[Beowulf] Re: vectors vs. loops
philippe.blaise at cea.fr
Mon May 9 02:56:04 PDT 2005
Robert G. Brown wrote:
>On Wed, 4 May 2005, Philippe Blaise wrote:
>>>Just as any market place it is ruled by price/performance. One could argue
>>>that during the "vector machine" epoch there was an artificial market that
>>>was due to the cold war. Performance at any price was an important
>>You really think, that even today, the market place is ruled by price /
>>performance ratio ?
>>So why don't we use millions of slow and cheap cpus ?
>>With this kind of argument we must stop the research programs, and try
>>to transform all the
>>scientific codes for embarrisingly parallel computing !
>Um, we DO use millions of slow and cheap cpus. And most of the
>important scientific codes have been transformed for embarrassingly
>parallel computing -- it is what "Grids" are all about. The ones that
>cannot be done EP up front have in many cases been parallelized the hard
>way to run on network-based cluster architectures.
>This is the beowulf list, remember?
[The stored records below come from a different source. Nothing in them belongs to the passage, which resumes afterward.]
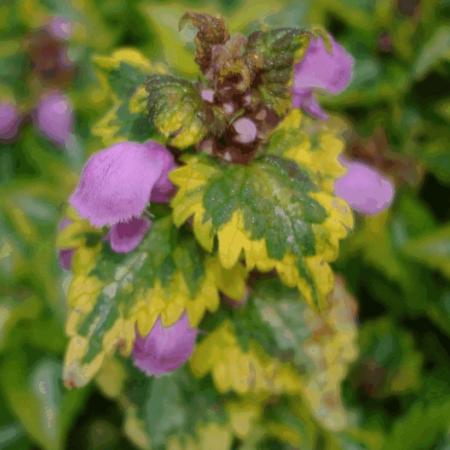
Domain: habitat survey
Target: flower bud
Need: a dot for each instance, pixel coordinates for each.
(54, 118)
(321, 68)
(246, 130)
(364, 188)
(9, 121)
(164, 349)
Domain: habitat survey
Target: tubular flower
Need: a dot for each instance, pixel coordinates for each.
(164, 349)
(116, 186)
(9, 121)
(54, 118)
(325, 69)
(365, 189)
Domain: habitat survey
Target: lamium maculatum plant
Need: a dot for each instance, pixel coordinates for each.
(203, 234)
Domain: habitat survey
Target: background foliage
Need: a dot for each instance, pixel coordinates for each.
(396, 264)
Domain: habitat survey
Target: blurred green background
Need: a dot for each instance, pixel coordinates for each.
(397, 264)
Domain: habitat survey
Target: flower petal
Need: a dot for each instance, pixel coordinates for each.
(9, 121)
(365, 189)
(116, 183)
(163, 189)
(306, 100)
(124, 237)
(164, 349)
(54, 118)
(324, 69)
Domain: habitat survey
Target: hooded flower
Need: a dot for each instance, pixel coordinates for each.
(321, 68)
(365, 190)
(54, 118)
(9, 121)
(116, 186)
(164, 349)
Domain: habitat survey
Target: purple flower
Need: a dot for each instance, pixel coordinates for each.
(54, 118)
(328, 70)
(365, 190)
(65, 254)
(60, 28)
(124, 237)
(117, 183)
(164, 349)
(9, 121)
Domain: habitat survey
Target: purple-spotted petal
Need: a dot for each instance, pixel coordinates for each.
(116, 183)
(164, 189)
(324, 69)
(54, 118)
(9, 121)
(365, 189)
(164, 349)
(124, 237)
That's what it's all about!
Sorry, I was on holidays.
"What makes a Beowulf cluster ?" ->
*"....Class I clusters* are built entirely using commodity hardware and
software using standard technology such as SCSI, Ethernet, and IDE. They
are typically less expensive than *Class II clusters* which may use
specialized hardware to achieve higher performance...."
If all the subjects on this mailing list were about the grid and
embarrassingly parallel computing (class I cluster),
of course I will be wrong.
But this is not because the (cluster) market is presently "dominated" by
grid gigabit clusters that we must forget the
class II clusters.
In fact, it's not the case, and there are a lot of threads about HPC on
this mailing list.
>And the reason the list STILL exists, some ten years after its
>inception, and is as active today as it ever has been (which is so
>active that it is a serious drain on the participants time) is because
>the marketplace is ruled by price/performance, and cluster-based HPC is
>a price/performance winner compared to nearly any alternative by a
>factor of anywhere between 3 and 100 for "most" (that danged word
>again:-) HPC applications.
Well, you talk again about HPC applications....
Why the costly alternatives still exist ? because the price ratio is
more or less equal to 3,
and because high performance is a strategic issue (even in a grid
context), and even for
a small (not conservative) lab.
>Clusters, on the other hand, have proven SO successful that they HAVE
>taken over the world except for small, protected, costly but still
>powerful island protectorates. Clusters are everyman's supercomputer --
>you can have one at home (I do:-). They are "democratic" where big-iron
>is still a monarchy and requires a sort of vendor-allegiance and ability
>to pay high prices.
Please, that's where I think you are wrong.
The adoption of cluster technology is not so simple for many of us,
(except for the guy who has to pay the bill) :
.we need good hardware solutions to be competitive : the price /
performance is not the only factor,
.when you decide to use a linux cluster, software environment and
available tools are not so well designed
for high performance applications.
>As for the marketplace at any given instant meaning nothing: Wow man,
>that's kind of Zen don't you think? I mean, what DOES anything mean,
>after all, especially in a snapshot taken at any given instant?
The actual market place seems to say:
"buy big beowulf/linux clusters for the big embarrassingly parallel
and some translates this by: "buy big linux clusters for the parallel
It's simplistic and dangerous.
In ten years, I'm sure that there will still be some kind of vector
And if the criterion is only the price / performance ratio in a grid
context, be sure that
the next generation of clusters will be under ms windows with intel cpus
; (stupid users will
have no more to do than a clic on the left mouse button).